Automated Data Collection with LLM, Google Custom Search, Video Transcription, Web Scraping, Instagram API, OpenAI Vision, and OpenAI Whisper.
This repo has kind of turned into a playground for me to use OpenAI LLMs.
This Python project automates data collection on user provided topics.
- Query Generation: LLM creates relevant search queries.
- Data Collection: NewsApi, YouTube, and Google Search to collect data on specific topics.
- Data Scraping: Uses Playwright and BeautifulSoup to fetch and extract web content. Uses MoviePy to extract audio data from videos. Uses OpenAI Whisper Model to create audio transcriptions.

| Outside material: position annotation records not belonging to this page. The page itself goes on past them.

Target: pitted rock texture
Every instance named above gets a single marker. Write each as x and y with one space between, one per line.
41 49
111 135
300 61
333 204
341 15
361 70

- Summarization: LLM summarizes scraped data into concise reports.
- End-to-End Automation: Fully automated from input to summarized output.
- Instagram Integration:
- Read a user's Instagram.
- Process pictures using OpenAI vision.
- Create an object-weighted graph based on object occurrences in the pictures.
- Summarize picture settings and subjects.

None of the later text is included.